As our team comes together, we start to see a movie unafraid to cast the classic Star Wars story in a new light. The traditional narrative has always been simple: The Empire is bad, and the Rebels are unequivocally good. In reality, war is rarely ever that black and white, and Rogue One makes a point to remind us of that at every turn. What we see isn’t the morally perfect Rebellion from the original trilogy (or the Star Wars Rebels animated series). Instead, we see a group of insurgents willing to inflict an unsettling amount of collateral damage in order to accomplish their greater goals.
Some of Rogue One‘s greatest strengths as a war movie also amount to a few of its more glaring weaknesses. It’s exciting to finally get a standalone story designed to bring together our characters for a one-off adventure, but it’s tough to shake the feeling that we never quite get enough time with any of them to really understand them on a deeper level. By the time we reach the climactic third act, we’ve already jumped around six separate locales, all while introducing a handful of brand new characters who barely get enough individual screen time to firmly establish an emotional link to us as an audience. The result is a series of moments where you’re practically begging the film to stop and smell the roses, if not for at least a minute or two.
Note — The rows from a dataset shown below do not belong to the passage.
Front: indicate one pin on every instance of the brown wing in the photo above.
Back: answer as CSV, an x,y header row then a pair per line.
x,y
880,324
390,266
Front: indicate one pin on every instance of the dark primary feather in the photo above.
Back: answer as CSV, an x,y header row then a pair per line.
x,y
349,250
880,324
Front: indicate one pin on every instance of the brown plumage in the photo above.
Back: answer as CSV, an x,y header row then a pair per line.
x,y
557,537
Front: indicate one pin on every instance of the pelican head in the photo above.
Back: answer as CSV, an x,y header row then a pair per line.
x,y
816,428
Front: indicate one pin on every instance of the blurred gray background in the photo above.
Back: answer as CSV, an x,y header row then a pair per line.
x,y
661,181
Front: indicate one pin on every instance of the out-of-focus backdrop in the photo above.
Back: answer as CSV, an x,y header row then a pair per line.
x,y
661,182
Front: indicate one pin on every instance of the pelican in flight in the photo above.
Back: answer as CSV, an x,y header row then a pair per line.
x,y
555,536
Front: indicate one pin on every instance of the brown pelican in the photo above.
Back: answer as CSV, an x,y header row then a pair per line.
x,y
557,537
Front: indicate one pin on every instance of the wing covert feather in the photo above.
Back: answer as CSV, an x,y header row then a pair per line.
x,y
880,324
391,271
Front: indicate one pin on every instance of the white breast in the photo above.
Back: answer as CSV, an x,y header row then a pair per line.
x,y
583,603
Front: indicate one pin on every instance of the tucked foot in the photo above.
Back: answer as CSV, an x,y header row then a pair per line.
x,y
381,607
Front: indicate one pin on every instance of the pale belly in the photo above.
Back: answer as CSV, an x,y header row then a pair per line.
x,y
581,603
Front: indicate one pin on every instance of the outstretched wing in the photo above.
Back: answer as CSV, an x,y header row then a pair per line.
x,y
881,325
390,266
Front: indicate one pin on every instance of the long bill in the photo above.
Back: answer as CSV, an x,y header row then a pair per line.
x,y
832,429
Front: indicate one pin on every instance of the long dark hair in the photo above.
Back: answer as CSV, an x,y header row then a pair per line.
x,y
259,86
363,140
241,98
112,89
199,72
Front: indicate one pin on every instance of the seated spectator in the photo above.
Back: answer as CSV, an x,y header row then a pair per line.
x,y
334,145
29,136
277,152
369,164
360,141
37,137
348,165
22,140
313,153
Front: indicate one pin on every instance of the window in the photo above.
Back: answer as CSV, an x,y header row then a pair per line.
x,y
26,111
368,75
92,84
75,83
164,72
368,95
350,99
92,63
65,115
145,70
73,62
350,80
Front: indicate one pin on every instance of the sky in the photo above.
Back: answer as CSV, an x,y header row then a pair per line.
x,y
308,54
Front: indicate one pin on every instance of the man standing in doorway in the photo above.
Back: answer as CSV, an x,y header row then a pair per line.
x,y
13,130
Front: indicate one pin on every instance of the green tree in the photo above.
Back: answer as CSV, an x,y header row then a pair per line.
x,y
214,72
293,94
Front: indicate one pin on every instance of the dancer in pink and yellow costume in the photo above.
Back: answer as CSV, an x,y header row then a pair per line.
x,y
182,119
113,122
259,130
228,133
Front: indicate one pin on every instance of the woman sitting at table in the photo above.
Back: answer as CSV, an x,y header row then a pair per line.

You could argue that the thinner characters were designed to serve the larger purpose: To show us the untold story of the Rebellion’s grunts in the trenches. By definition, they’re not meant to feel as rich and fleshed-out as your Luke Skywalkers or Han Solos. Rather, they’re here to show us that the heroes of the Rebellion weren’t all legendary Jedi and daring generals. Sure, we could have done with some slower moments to sit down and absorb our surroundings, but Rogue One only had one movie to tell its story, and that makes it tough to blame it for a sense of thematic urgency.
It’s impossible to judge a Star Wars movie without observing how it operates within the larger context of films. That makes “Is it better than The Empire Strikes Back?” the foremost question on everyone’s mind. The thing is, that’s very much a square peg/round hole sort of way to evaluate Rogue One. This isn’t a film that had the luxury of stretching out over a trilogy, and it’s something that at times works against it, but still mostly works as a proof of concept.
That all means we’re left to figure out how Rogue One stands up as a standalone narrative. While frenetically paced, there’s no denying that director Gareth Edwards has delivered a final product that expertly balances fan service with a new kind of Star Wars story. Simply put, if this is what we can expect from Lucasfilm’s Anthology series moving forward, then you can color us impressed in almost every way.